How We Work
← Back to eosguideLast updated: May 12, 2026
eosguide is a one-person editorial operation. Every settlement listing is reviewed, written, and maintained by a human. We may use tools to organize research, but we do not publish listings without checking the source material ourselves. This page explains how that process works.
How we find settlements
We monitor several types of sources on a regular basis:
- Federal and state court dockets for class action filings and approval orders
- FTC and CFPB enforcement actions, refund program announcements, and redress notices
- Settlement administrator websites, which go live when a settlement enters its claims period
- State attorney general settlement announcements
- Legal news publications that cover consumer class actions
- Reader tips submitted to hello@eosguidehub.com
We prioritize settlements that are open for claims right now — meaning the claim form is live, the deadline is confirmed, and the settlement has either received court approval or is far enough along that filing is safe and appropriate.

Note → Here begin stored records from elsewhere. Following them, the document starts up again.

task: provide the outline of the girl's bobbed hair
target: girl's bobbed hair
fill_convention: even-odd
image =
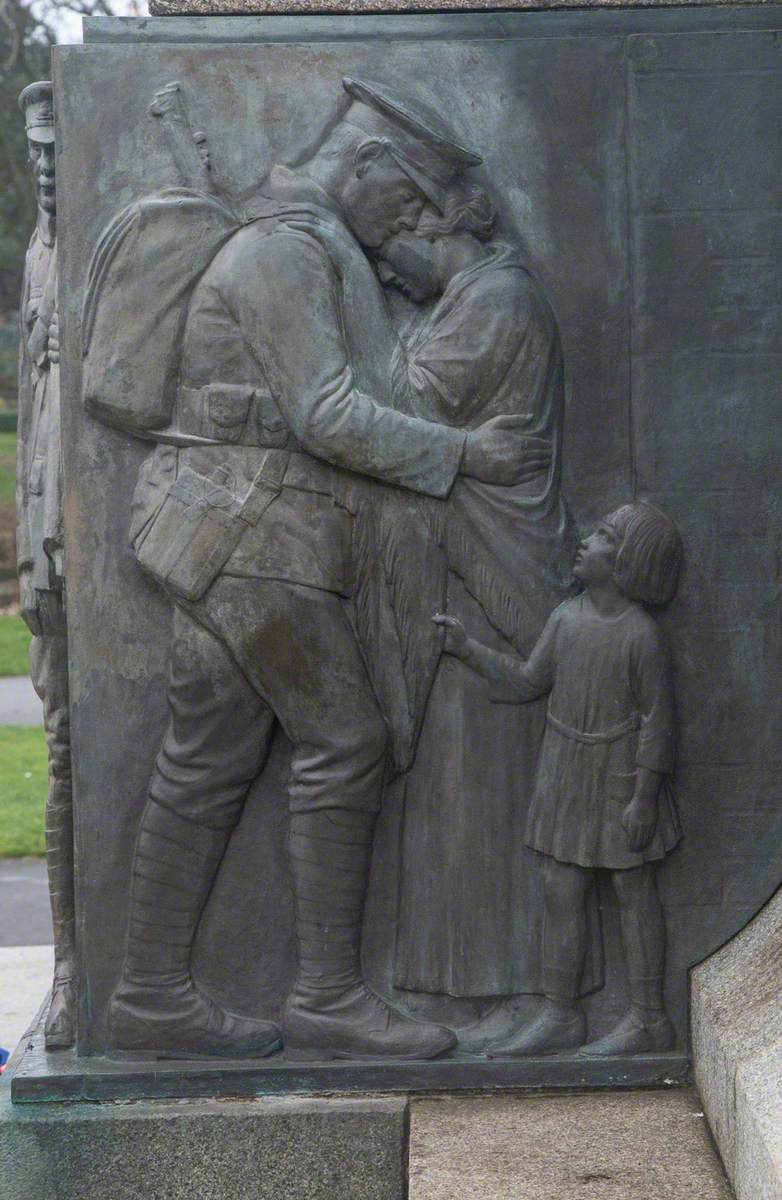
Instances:
[[[614,582],[630,600],[666,604],[676,594],[684,547],[678,529],[653,504],[623,504],[605,518],[620,537]]]

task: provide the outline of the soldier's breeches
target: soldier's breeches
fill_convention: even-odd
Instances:
[[[39,593],[42,634],[30,643],[30,677],[43,701],[49,750],[46,864],[54,925],[55,976],[73,960],[73,792],[68,713],[68,639],[58,592]]]
[[[152,799],[185,820],[232,829],[265,761],[273,717],[225,647],[179,611],[168,703]]]
[[[293,746],[293,812],[376,812],[386,728],[345,602],[276,580],[221,577],[177,609],[171,720],[150,794],[229,828],[266,760],[275,720]]]

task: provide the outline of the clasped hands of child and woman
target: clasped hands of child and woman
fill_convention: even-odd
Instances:
[[[450,613],[435,613],[432,617],[435,625],[445,631],[443,653],[460,658],[462,662],[473,666],[470,656],[470,638],[458,617]],[[648,767],[637,767],[633,798],[622,814],[622,828],[627,834],[630,849],[634,854],[648,846],[654,836],[657,825],[657,799],[663,776],[658,771]]]

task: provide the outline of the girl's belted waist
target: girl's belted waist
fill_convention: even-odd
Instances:
[[[620,738],[627,737],[628,733],[633,733],[641,727],[641,717],[638,713],[633,713],[618,725],[612,725],[610,729],[590,730],[589,732],[566,725],[564,721],[560,721],[558,717],[554,716],[551,709],[546,714],[546,720],[551,728],[555,729],[557,733],[561,733],[563,737],[570,738],[573,742],[583,742],[586,746],[618,742]]]

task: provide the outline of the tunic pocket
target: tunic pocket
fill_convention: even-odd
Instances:
[[[243,386],[215,386],[209,389],[207,411],[211,434],[221,442],[238,442],[247,424],[253,389]]]
[[[268,388],[255,390],[255,419],[262,446],[280,449],[288,441],[288,426]]]

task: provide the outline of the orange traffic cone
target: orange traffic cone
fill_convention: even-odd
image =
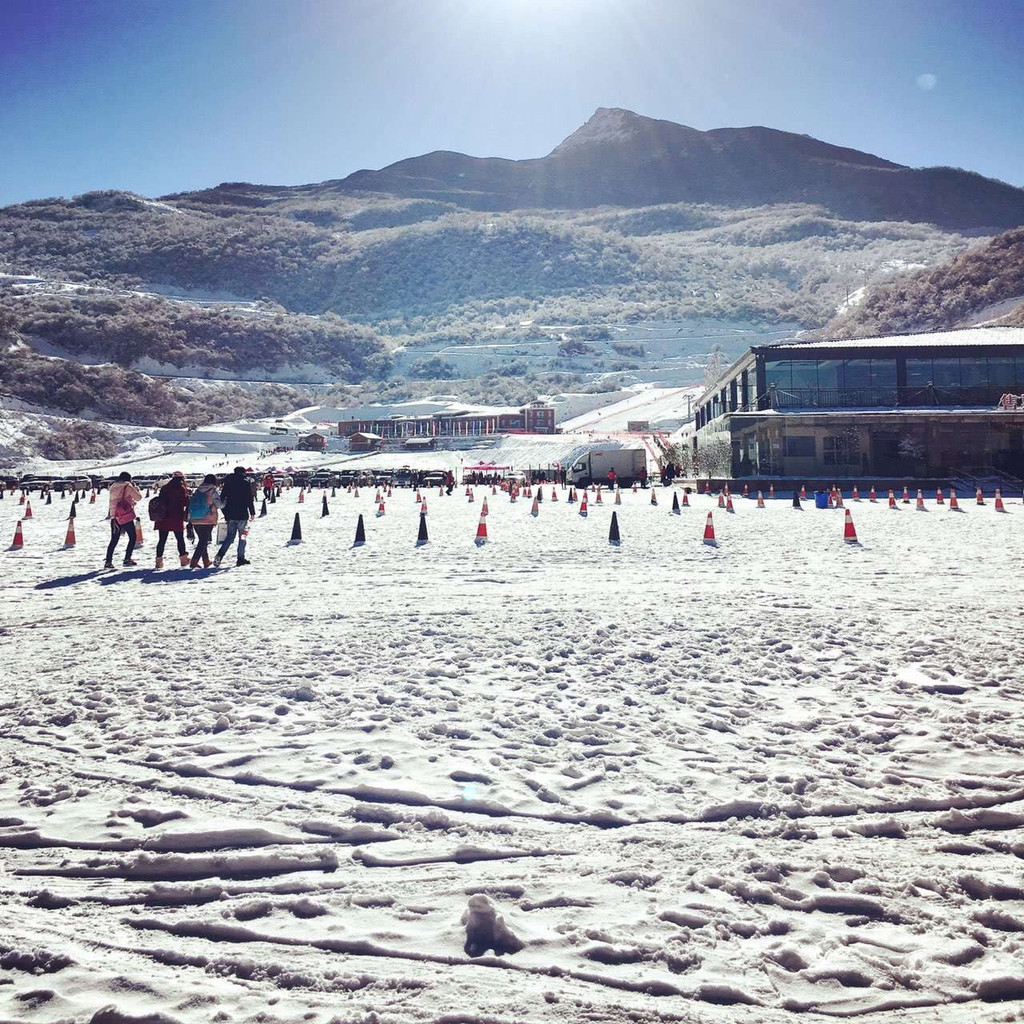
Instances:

What we check before publishing
Before a settlement goes on the site, we verify:
- The official settlement website exists and is accessible. We link only to administrator-operated or court-designated claim sites — never to third-party filing services.
- The deadline is real and current. We confirm the filing deadline from the official site or court documents, not secondary sources.
- The eligibility requirements are accurately described. We read the actual settlement agreement or administrator FAQ, not just press coverage, to make sure we're describing who qualifies correctly.
- The payout amounts match the settlement documents. We note when amounts are estimates or depend on claim volume.
- Proof requirements are clearly stated. We distinguish between settlements that require documentation and those that don't, because that affects whether most people can practically file.
We do not list settlements where we cannot verify the official filing link, confirm the deadline, or locate the settlement administrator. When in doubt, we wait.
What we don't list
Not every settlement that exists makes it onto the site. We skip listings when:
- The claim period has not opened yet and no filing mechanism exists
- The settlement has not received preliminary court approval
- The eligibility criteria are so narrow that the listing would be misleading for most readers
- We cannot locate or verify an official settlement administrator website
- The settlement terms are still being negotiated or disputed
How we write listings
Each listing is written from scratch based on source documents — not copied from press releases or other aggregator sites. We aim to answer the questions most people actually have: do I qualify, how much could I get, what do I need to provide, and where exactly do I file.
We add plain-English context that the official site often omits: what the lawsuit was actually about, what the company did or allegedly did, and what the practical implications of the settlement are. That original context is part of every guide.
Payout amounts that depend on claim volume are labeled as estimates. Settlements where automatic payments apply without filing are noted clearly. Scam warnings with the official URL are part of our standard listing format.
How we handle updates and corrections
Settlement details change. Deadlines get extended. Eligibility rules shift. Payout estimates change as claim volume comes in. When that happens:
- We update the listing and refresh the "last updated" date shown on every guide page
- Settlements are removed when their deadlines pass or when a settlement collapses
- Deadline extensions are updated as soon as we confirm them from the official source
If you find an error — a wrong deadline, a broken link, an eligibility detail that doesn't match the official site — email us at hello@eosguidehub.com. Corrections to deadline-sensitive information get priority, and we fix confirmed errors as quickly as we can.
What eosguide is not
We are not a law firm, a settlement administrator, or a claims processor. We do not file claims on your behalf, receive any portion of settlement payouts, or have any relationship with the defendants or administrators of the settlements we cover.
Every listing links directly to the official settlement website — the place where you actually read the fine print and file. We exist to cut down the time between "I wonder if I qualify for anything" and "I found the right form and submitted it."
Nothing on this site is legal, financial, or tax advice. For questions about your specific situation, talk with a qualified professional.
Affiliate relationships, if any, do not decide which settlements we cover, how we rank them, or whether a listing appears on the site.